Preferably, described extraction unit specifically for
Extract described historical search and click the historical search keyword that in record, multiple users input respectively, and corresponding relation between the search result items clicked of the historical search keyword inputted separately based on it of multiple user; And
Extract the corresponding relation of described search result items and corresponding URL.
Preferably, described processing module specifically comprises:
Processing unit, carries out word segmentation processing for the multiple historical search keywords to described searched key set of words, to obtain the centre word training set that comprises multiple participle fragments;
Generation unit, generates described machine learning algorithm for carrying out model training based on described centre word training set.
Preferably, described processing unit comprises:
Process subelement, carry out respectively word segmentation processing for the historical search keyword to described searched key set of words, to obtain multiple participle fragments;
Screening subelement, for described multiple participle fragments are carried out to Screening Treatment, and is defined as centre word training set by the selection result.

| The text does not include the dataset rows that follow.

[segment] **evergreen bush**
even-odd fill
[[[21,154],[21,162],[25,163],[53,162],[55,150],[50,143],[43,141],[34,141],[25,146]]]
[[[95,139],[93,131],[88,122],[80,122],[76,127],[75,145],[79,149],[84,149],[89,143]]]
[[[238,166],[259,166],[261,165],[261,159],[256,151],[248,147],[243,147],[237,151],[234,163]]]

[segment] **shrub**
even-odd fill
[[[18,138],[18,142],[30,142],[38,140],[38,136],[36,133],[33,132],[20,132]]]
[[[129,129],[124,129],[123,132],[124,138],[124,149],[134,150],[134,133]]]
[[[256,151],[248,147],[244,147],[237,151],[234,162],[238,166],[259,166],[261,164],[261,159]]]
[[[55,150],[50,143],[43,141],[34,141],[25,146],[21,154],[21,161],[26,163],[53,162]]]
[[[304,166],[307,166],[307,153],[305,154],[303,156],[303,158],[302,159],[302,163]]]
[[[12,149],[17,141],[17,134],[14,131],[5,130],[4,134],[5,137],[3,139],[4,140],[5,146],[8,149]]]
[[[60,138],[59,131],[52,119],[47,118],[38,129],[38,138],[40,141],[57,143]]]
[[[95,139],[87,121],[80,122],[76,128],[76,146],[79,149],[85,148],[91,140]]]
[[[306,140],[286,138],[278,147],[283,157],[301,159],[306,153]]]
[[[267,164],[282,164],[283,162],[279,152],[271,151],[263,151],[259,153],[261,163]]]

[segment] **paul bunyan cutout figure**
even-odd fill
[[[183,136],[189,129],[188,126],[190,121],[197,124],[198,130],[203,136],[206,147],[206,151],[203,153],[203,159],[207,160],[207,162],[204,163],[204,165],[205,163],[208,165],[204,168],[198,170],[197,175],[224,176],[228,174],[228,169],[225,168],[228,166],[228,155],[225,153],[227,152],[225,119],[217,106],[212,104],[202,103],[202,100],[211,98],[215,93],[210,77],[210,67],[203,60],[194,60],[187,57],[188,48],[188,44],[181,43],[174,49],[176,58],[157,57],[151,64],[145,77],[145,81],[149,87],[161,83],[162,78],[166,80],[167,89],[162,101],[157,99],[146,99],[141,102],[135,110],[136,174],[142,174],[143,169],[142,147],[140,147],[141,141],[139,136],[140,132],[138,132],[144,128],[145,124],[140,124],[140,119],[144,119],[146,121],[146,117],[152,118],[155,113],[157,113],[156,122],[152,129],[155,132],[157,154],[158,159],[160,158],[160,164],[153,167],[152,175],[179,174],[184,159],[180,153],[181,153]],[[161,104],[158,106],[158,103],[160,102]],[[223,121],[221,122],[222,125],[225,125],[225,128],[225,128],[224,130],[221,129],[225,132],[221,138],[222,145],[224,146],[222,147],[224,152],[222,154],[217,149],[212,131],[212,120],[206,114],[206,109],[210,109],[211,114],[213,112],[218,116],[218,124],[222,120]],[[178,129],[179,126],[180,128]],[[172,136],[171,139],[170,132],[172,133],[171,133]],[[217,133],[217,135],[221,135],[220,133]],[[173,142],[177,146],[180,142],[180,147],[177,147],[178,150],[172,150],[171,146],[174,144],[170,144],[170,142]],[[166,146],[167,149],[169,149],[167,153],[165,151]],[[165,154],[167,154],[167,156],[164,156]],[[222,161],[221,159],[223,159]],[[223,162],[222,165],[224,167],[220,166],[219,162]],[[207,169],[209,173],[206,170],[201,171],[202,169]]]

Preferably, described generation unit comprises:
Represent subelement, for described each participle fragment is represented by the mode of vectorial dimension;
Extract subelement, for extracting the characteristic attribute of described each participle fragment of centre word training set;
Generate subelement, for based on described characteristic attribute, the described participle fragment representing is carried out to classification based training generate described machine learning algorithm in the mode of vectorial dimension.
Wherein, described characteristic attribute comprises following at least any one:
Part of speech relevant information;
Relation information with corresponding historical search keyword;
TF-IDF;
Special word relevant information;
Entity word relevant information.
In embodiments of the invention, a kind of generation scheme of the machine learning algorithm for definite centre word has been proposed, extract the centre word corresponding with searched key word by machine learning algorithm, for the follow-up centre word that extracts exactly the searched key word of enormous quantity level by standardization and objective mode based on machine learning algorithm provides technique guarantee, can realize saving and extract the manpower of centre word and the object of time cost; Simultaneously, the machine learning algorithm generating by the present invention carries out classification based training in centre word leaching process, make the centre word extracting more meet user's true search intention, avoid because people causes the centre word and the actual user's that extract the larger situation of true search intention deviation for the various criterion of subjective assessment centre word, further for the centre word of realizing efficiently and accurately extraction enormous quantity level searched key word provides strong technology precondition and guarantee.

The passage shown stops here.